SHARDY: The Decentralized WebGPU Supercomputer

Layer 1 Whitepaper & Architecture Blueprint (Draft)

Version 1.0 — Investor & Technical Overview

1. Executive Summary: The AI Compute Crisis & The Shardy Revolution

The global demand for artificial intelligence inference and training has created an unprecedented bottleneck in physical hardware. Centralized cloud providers (AWS, Google Cloud, Azure) control the market, resulting in exorbitant costs, severe hardware shortages, and monolithic points of failure.

At the same time, billions of consumer devices—high-end gaming PCs, modern Apple Silicon MacBooks, and premium smartphones—sit completely underutilized. Their combined Graphical Processing Unit (GPU) capacity dwarfs the data centers of the world’s largest tech conglomerates.

Shardy is a decentralized physical infrastructure network (DePIN) with a state-based consensus layer designed to upend traditional cloud monopolies.
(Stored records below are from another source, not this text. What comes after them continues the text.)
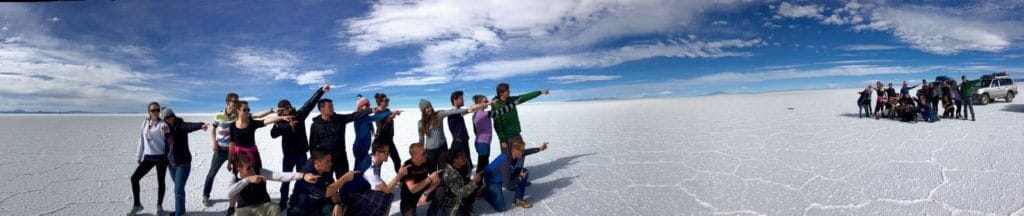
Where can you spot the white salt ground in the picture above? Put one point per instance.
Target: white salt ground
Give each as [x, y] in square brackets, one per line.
[724, 155]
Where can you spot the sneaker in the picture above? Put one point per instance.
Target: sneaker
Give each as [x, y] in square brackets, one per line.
[521, 203]
[134, 210]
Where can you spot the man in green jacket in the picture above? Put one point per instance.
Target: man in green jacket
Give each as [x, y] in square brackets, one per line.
[507, 123]
[967, 91]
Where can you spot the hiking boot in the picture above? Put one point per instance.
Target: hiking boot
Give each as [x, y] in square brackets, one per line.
[521, 203]
[134, 210]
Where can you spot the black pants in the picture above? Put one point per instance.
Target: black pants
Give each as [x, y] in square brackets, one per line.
[140, 171]
[394, 155]
[339, 161]
[433, 159]
[292, 161]
[463, 146]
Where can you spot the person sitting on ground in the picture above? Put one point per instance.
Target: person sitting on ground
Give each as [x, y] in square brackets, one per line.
[893, 101]
[459, 192]
[250, 190]
[419, 182]
[370, 195]
[318, 198]
[863, 104]
[926, 111]
[508, 171]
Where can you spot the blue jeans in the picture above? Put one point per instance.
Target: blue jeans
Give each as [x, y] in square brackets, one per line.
[866, 107]
[483, 156]
[968, 104]
[359, 153]
[218, 160]
[291, 161]
[433, 157]
[180, 176]
[496, 198]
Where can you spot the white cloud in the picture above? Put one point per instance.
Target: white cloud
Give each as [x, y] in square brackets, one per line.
[944, 34]
[867, 47]
[945, 31]
[452, 32]
[792, 10]
[676, 48]
[279, 63]
[569, 79]
[313, 77]
[39, 72]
By leveraging everyday devices through a standard web browser, Shardy transforms the global web into a massively parallel, permissionless supercomputer.

In Shardy, mining is not hash grinding. It is real compute verified with WebGPU, WebAssembly (WASM), and Zero-Knowledge (ZK) proofs, all inside a browser with zero software installation.

2. Core Technical Philosophy & Advantages

Shardy bypasses the friction of traditional distributed computing protocols (which often require complex Docker setups, CLI knowledge, and heavy installations) by relying entirely on the modern browser sandbox.

2.0 End-to-End Pipeline Overview

The Shardy pipeline is a full loop: a task enters the network, is split into deterministic shards, computed on WebGPU, proven by ZK, and settled on-chain. The loop is designed so that no single actor can fake results or extract value without delivering computation.

2.1 The Browser Node Runtime (Current)

When a user connects to the Shardy network via the node dashboard, the application initializes a sandbox environment within the browser using Dedicated Web Workers.

WebGPU + TypeGPU: GPU execution happens in compute.worker.ts using TypeGPU-backed WGSL shaders.
Hardware Profiling: Workers benchmark GFLOPS and memory stability, then receive Tier 1/2/3 admission.
Deterministic Preprocessing: A Rust→WASM preprocessor clamps/EMA-smooths inputs, with JS fallback.
OPFS Checkpoints: Task payloads are checkpointed in OPFS for recovery.

Additional runtime mechanics (deep dive):

Task Bootstrapping: Orchestrator sends a protobuf meta frame followed by binary payload.
Local Fault Handling: The runtime maintains OPFS checkpoints for recovery after refresh.
Privacy Boundaries: Execution is constrained by browser sandbox APIs.

Runtime performance metrics:

Effective Throughput (ET): ET = (FLOPs_completed / wall_time) * utilization_factor
Utilization Factor: utilization_factor = min(1, active_gpu_time / wall_time) and is tracked per node to penalize idle throttling or background tab suspension.
Shard Success Rate (SSR): SSR = successful_shards / assigned_shards
Normalized Throughput (NT): NT = ET / tier_baseline, where tier_baseline is a reference GFLOPS for each hardware tier.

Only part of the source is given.